Now, after the refueling nozzle 14 reaches the refueling position C, in order to perform preset refueling, the preset switch 19 is operated to set a desired preset amount, and this preset amount is controlled by the preset control means 2.
8 is stored. On the other hand, preset switch 19
When the preset oil supply signal is output by the operation of
It is input to the input terminal 54S of the FF circuit 54. As a result, the FF circuit 54 re-memorizes the fact that the current refueling mode has been changed from normal refueling to preset refueling, and outputs "1" indicating preset refueling from its output terminal 54Q to the exclusive OR circuit 59. On the other hand, since the input side of the exclusive OR circuit 59 receives "0" from the D-FF circuit 58, its output side outputs "1" to the AND circuit 63. However, since the output of the D-FF circuit 58 is "0",
The output side of the AND circuit 63 outputs "0" indicating an addition instruction, and the AND circuit 66 outputs an addition signal to the addition/subtraction command input terminal 75E of the refueling amount counting circuit 75, and at the same time releases the AND circuit 67 from the latch. Be ready.
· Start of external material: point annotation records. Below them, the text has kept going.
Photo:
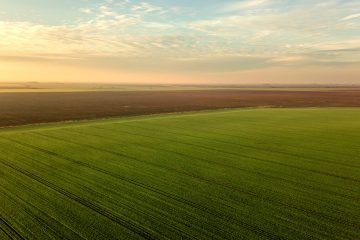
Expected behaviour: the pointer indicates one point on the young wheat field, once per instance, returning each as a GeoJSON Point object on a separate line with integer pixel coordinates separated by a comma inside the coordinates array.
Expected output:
{"type": "Point", "coordinates": [226, 174]}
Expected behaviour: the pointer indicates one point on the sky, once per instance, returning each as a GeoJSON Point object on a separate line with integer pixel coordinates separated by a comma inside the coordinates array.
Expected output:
{"type": "Point", "coordinates": [187, 41]}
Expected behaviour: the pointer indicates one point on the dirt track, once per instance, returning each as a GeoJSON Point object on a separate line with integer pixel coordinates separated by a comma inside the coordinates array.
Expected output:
{"type": "Point", "coordinates": [27, 108]}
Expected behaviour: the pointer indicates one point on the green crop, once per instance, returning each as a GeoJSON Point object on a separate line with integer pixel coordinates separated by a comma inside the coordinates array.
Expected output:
{"type": "Point", "coordinates": [233, 174]}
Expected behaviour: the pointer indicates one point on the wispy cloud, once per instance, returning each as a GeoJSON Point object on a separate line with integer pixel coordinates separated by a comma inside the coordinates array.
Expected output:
{"type": "Point", "coordinates": [352, 16]}
{"type": "Point", "coordinates": [141, 33]}
{"type": "Point", "coordinates": [241, 5]}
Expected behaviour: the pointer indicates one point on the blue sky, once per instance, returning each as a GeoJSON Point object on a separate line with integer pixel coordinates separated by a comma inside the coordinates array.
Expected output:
{"type": "Point", "coordinates": [230, 40]}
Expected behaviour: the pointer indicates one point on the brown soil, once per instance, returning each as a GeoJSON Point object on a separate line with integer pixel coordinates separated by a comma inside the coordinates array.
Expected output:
{"type": "Point", "coordinates": [28, 108]}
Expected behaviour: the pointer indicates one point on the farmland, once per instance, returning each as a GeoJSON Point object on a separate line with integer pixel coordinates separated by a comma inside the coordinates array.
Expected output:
{"type": "Point", "coordinates": [34, 107]}
{"type": "Point", "coordinates": [243, 173]}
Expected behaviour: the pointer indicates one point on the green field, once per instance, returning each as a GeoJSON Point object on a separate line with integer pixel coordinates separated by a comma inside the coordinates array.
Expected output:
{"type": "Point", "coordinates": [250, 173]}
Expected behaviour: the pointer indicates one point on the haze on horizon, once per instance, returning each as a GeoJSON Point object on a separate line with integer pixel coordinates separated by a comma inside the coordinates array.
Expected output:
{"type": "Point", "coordinates": [168, 41]}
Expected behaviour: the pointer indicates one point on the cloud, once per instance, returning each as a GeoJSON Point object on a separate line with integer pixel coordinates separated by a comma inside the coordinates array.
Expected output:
{"type": "Point", "coordinates": [135, 34]}
{"type": "Point", "coordinates": [352, 16]}
{"type": "Point", "coordinates": [241, 5]}
{"type": "Point", "coordinates": [85, 10]}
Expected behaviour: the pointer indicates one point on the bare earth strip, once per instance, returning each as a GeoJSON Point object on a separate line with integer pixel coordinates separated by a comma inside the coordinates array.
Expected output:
{"type": "Point", "coordinates": [29, 108]}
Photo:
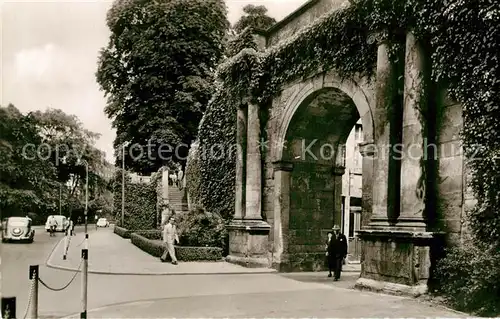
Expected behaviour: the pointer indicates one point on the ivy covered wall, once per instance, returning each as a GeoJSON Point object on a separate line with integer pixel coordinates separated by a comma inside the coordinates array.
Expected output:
{"type": "Point", "coordinates": [140, 204]}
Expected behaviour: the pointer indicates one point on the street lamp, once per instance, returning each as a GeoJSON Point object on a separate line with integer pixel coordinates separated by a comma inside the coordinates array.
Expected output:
{"type": "Point", "coordinates": [123, 182]}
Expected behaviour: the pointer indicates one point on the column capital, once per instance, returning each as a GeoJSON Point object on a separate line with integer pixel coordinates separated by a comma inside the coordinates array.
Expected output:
{"type": "Point", "coordinates": [367, 149]}
{"type": "Point", "coordinates": [338, 170]}
{"type": "Point", "coordinates": [378, 37]}
{"type": "Point", "coordinates": [282, 166]}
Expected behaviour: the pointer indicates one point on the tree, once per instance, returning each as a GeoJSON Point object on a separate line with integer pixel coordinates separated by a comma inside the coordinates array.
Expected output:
{"type": "Point", "coordinates": [157, 73]}
{"type": "Point", "coordinates": [255, 17]}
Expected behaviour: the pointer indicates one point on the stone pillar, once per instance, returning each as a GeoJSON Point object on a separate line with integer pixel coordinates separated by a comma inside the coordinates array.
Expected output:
{"type": "Point", "coordinates": [414, 137]}
{"type": "Point", "coordinates": [281, 213]}
{"type": "Point", "coordinates": [241, 132]}
{"type": "Point", "coordinates": [338, 172]}
{"type": "Point", "coordinates": [367, 150]}
{"type": "Point", "coordinates": [384, 93]}
{"type": "Point", "coordinates": [253, 193]}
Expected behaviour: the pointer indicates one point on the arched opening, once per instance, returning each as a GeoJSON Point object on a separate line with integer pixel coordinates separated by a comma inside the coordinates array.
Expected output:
{"type": "Point", "coordinates": [325, 188]}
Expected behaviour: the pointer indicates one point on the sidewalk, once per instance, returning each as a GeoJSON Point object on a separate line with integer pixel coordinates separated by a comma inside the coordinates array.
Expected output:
{"type": "Point", "coordinates": [111, 254]}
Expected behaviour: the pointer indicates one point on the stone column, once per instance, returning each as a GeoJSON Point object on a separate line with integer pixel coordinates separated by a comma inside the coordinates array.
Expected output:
{"type": "Point", "coordinates": [367, 150]}
{"type": "Point", "coordinates": [281, 211]}
{"type": "Point", "coordinates": [253, 192]}
{"type": "Point", "coordinates": [338, 172]}
{"type": "Point", "coordinates": [384, 93]}
{"type": "Point", "coordinates": [241, 133]}
{"type": "Point", "coordinates": [412, 163]}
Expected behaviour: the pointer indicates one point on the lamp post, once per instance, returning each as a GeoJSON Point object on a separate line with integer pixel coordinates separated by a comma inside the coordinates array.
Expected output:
{"type": "Point", "coordinates": [123, 183]}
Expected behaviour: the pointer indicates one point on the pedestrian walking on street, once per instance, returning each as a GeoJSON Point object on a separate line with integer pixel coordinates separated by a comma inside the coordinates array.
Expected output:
{"type": "Point", "coordinates": [180, 175]}
{"type": "Point", "coordinates": [336, 252]}
{"type": "Point", "coordinates": [169, 237]}
{"type": "Point", "coordinates": [52, 225]}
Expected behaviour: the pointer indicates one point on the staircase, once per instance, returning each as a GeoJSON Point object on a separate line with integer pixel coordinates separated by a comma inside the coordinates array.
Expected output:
{"type": "Point", "coordinates": [177, 199]}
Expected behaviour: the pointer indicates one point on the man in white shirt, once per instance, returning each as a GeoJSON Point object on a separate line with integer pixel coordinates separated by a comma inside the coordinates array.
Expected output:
{"type": "Point", "coordinates": [52, 225]}
{"type": "Point", "coordinates": [169, 237]}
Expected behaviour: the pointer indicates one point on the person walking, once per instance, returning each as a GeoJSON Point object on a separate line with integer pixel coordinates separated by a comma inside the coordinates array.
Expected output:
{"type": "Point", "coordinates": [52, 225]}
{"type": "Point", "coordinates": [169, 237]}
{"type": "Point", "coordinates": [180, 175]}
{"type": "Point", "coordinates": [336, 252]}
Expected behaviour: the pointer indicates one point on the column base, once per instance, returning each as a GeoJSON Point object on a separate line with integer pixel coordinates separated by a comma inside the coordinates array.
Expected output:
{"type": "Point", "coordinates": [398, 261]}
{"type": "Point", "coordinates": [249, 243]}
{"type": "Point", "coordinates": [391, 288]}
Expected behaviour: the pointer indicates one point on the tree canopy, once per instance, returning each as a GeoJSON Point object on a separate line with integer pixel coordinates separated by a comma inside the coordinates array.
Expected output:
{"type": "Point", "coordinates": [157, 73]}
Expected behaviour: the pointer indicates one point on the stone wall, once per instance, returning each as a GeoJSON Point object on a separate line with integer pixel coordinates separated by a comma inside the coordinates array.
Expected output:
{"type": "Point", "coordinates": [308, 13]}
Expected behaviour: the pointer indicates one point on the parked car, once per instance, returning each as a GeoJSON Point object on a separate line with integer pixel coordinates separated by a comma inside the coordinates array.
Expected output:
{"type": "Point", "coordinates": [17, 229]}
{"type": "Point", "coordinates": [62, 223]}
{"type": "Point", "coordinates": [102, 222]}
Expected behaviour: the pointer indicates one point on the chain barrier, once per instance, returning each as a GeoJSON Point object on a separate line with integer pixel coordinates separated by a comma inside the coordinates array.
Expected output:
{"type": "Point", "coordinates": [32, 288]}
{"type": "Point", "coordinates": [67, 285]}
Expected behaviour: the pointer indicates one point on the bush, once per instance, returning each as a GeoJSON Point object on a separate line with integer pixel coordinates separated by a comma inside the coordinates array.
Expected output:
{"type": "Point", "coordinates": [470, 279]}
{"type": "Point", "coordinates": [202, 229]}
{"type": "Point", "coordinates": [122, 232]}
{"type": "Point", "coordinates": [140, 204]}
{"type": "Point", "coordinates": [157, 247]}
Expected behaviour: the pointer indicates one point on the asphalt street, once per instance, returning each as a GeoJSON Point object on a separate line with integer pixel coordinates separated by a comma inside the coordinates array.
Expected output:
{"type": "Point", "coordinates": [233, 295]}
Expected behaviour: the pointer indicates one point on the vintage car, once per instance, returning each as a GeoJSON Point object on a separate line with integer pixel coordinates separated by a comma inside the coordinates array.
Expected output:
{"type": "Point", "coordinates": [17, 229]}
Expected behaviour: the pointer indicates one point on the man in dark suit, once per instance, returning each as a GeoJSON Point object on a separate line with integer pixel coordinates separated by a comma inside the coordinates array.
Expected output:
{"type": "Point", "coordinates": [337, 251]}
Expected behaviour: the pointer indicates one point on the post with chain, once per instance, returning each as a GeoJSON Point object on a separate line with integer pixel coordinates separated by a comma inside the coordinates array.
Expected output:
{"type": "Point", "coordinates": [85, 264]}
{"type": "Point", "coordinates": [34, 275]}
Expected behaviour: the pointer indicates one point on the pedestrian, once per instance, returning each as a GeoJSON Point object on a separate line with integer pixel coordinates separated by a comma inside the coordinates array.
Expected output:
{"type": "Point", "coordinates": [336, 252]}
{"type": "Point", "coordinates": [52, 225]}
{"type": "Point", "coordinates": [169, 237]}
{"type": "Point", "coordinates": [180, 175]}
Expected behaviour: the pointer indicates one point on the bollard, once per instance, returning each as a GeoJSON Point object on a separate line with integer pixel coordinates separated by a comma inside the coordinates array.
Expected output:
{"type": "Point", "coordinates": [8, 307]}
{"type": "Point", "coordinates": [85, 257]}
{"type": "Point", "coordinates": [34, 274]}
{"type": "Point", "coordinates": [66, 245]}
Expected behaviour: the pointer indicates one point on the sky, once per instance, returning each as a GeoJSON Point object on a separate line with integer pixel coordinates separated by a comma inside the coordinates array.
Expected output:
{"type": "Point", "coordinates": [49, 52]}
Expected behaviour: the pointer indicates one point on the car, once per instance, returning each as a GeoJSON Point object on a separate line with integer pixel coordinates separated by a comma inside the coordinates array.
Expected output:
{"type": "Point", "coordinates": [102, 222]}
{"type": "Point", "coordinates": [17, 229]}
{"type": "Point", "coordinates": [62, 223]}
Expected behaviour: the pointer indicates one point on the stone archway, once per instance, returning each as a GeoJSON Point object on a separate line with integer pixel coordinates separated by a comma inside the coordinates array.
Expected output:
{"type": "Point", "coordinates": [308, 168]}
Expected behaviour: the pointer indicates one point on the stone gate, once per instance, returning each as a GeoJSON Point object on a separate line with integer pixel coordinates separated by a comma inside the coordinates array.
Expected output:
{"type": "Point", "coordinates": [288, 194]}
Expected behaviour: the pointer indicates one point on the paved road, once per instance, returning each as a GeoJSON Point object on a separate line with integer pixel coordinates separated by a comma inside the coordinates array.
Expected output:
{"type": "Point", "coordinates": [252, 295]}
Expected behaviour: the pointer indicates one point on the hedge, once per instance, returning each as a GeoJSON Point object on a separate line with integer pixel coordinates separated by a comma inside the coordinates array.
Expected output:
{"type": "Point", "coordinates": [157, 247]}
{"type": "Point", "coordinates": [140, 204]}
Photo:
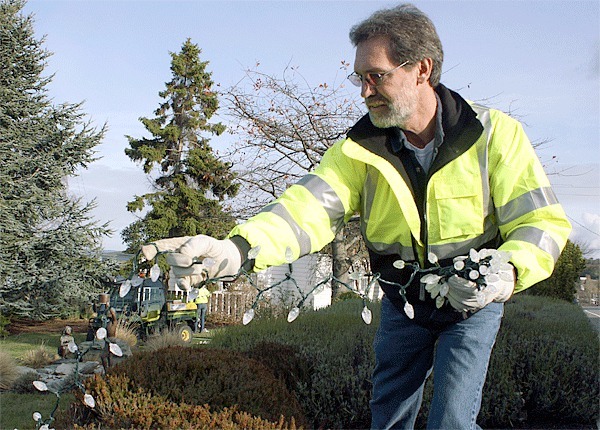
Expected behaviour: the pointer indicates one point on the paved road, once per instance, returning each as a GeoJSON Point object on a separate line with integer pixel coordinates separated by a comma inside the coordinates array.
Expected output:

On the other hand, the preset oil supply signal from the preset switch 19 is input to the AND circuit 60. Then, as in the case of preset oil supply described in FIG. 7, the delay circuit 49 outputs a one shot to the not circuit 72, and momentarily sets the correction amount data input command terminal 75B of the oil supply amount counting circuit 75 to the "L" state. As a result, the refueling amount counting circuit 75 changes to the correction amount counting circuit 7.
The correction amount data stored in 4 (this correction amount data was performed in the latest preset oil supply and is stored in the correction amount counting circuit 74) is read out and updated.

Thus, when the refueling nozzle 14 is opened, the flow rate signal is input to the refueling amount counting circuit 75 to start counting. At this time, the addition signal "0" is input to the counting circuit 75 via the addition/subtraction command input terminal 75E, and the correction amount corresponding to the flow rate signal from K counted by the correction amount counting circuit 74 is input, each time the flow rate signal is input to the flow rate signal input terminal 75A, the correction amount is changed to K+1, K+2,
...and are added sequentially.

Note that when the amount of oil supplied reaches the preset amount, a quantitative signal is output from the preset control means 28, and the pump motor 6 is stopped. At this time, since the quantitative signal is sent with K shots corresponding to the correction amount added in advance, the actual oil supply amount is less by the correction amount corresponding to K shots, but in the case of preset oiling, the quantitative signal is Even after the transmission, a portion of the oil in the hose 13 flows out by the corrected amount, so that the preset amount is an accurate value and the correct amount is supplied.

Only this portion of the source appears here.